Depuis le conflit de 1948, Israël a été impliqué dans de nombreuses guerres avec le monde arabe et/ou les Palestiniens : la campagne du Sinaï en 1956, la guerre des Six Jours (juin 1967), la guerre d’usure qui s’ensuivra, la guerre du Kippour en 1973, la guerre du Liban en 1982, la guerre d’usure au Liban, la première Intifada de 1987 et la seconde Intifada de 2000, ainsi que la deuxième guerre du Liban en 2006. Malgré ces guerres et les différentes négociations de paix, Jérusalem est toujours restée au programme parce qu’elle est fondamentale à la fois dans le concept de l’État sioniste et du futur État palestinien. Ben Gourion a clairement exprimé sa position avant et après la création d’Israël, et ses successeurs se sont fait l’écho de son engagement. De même, les leaders palestiniens – de Yasser Arafat (OLP) à Mahmoud Abbas (Hamas) – ont revendiqué Jérusalem comme capitale.

Y a-t-il une réponse à l’impasse arabo-sioniste ? Anciens diplomates, professeurs qualifiés, puissances religieuses, chefs d’États, se sont employés à en trouver une pendant plus d’un siècle. Leurs modestes succès (la paix froide avec l’Égypte, la paix économique et au niveau des ressources avec la Jordanie) sont largement dépassés par des échecs cuisants (Baker à Madrid, Rabin et Arafat à Oslo, Clinton à Camp David).

Les négociations abordent inévitablement des problèmes au niveau de la justice, de la sécurité, de l’économie, des réfugiés, du territoire et des frontières. Ceux qui ont été témoins ou qui ont participé à des séries sans fin de pourparlers de paix menant à l’échec se replient souvent dans un fatalisme qui n’annonce aucune solution envisageable mais uniquement une gestion des problèmes.

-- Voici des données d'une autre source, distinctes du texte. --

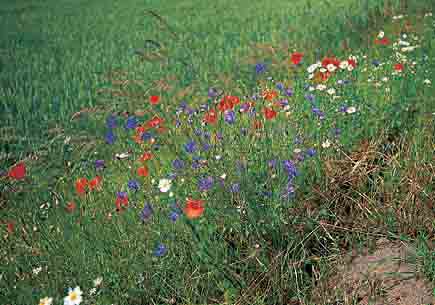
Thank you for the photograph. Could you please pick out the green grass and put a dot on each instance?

Meron Benvenisti, ancien maire-adjoint de Jérusalem, a fini par conclure que le conflit était « insoluble mais gérable ». Il est insoluble car il implique des « problèmes d’identité, de justice absolue, des heurts au niveau de l’affinité envers la même patrie, et des mythes contradictoires. »

Pourtant, c’est précisément à ce niveau, au-delà des modalités politiques traitées par les négociations, qu’il y a un vrai terrain pour des compromis. L’identité et l’idéologie, selon le psychologue Erik Erikson, sont liées – elles représentent presque les deux côtés de la même pièce. Toujours selon lui, l’identité est plus malléable que nous le pensons. C’est en reconnaissant le besoin de respecter l’identité et l’idéologie de l’autre et en réalisant que sa propre identité peut changer en bien qu’il sera possible de trouver une solution à ce conflit qui dure depuis plus d’un siècle.

L’idéal biblique et coranique de changement fondamental – se tourner pour changer de voie, la repentance (shub en hébreux, tawbah en arabe) – ouvre la voie qui va de l’avant. Comme les nouvelles études en neuroscience le montrent, nous pouvons recâbler nos cerveaux, même en ce qui concerne des idées fixes, anciennes et jamais remises en question.

Les Israéliens et les Palestiniens peuvent-ils partager la même capitale ? Oui. La paix entre Israël et le Hamas est-elle possible ? Oui. Mais l’engagement pénible et gratifiant de shub et tawbah doit être la première priorité.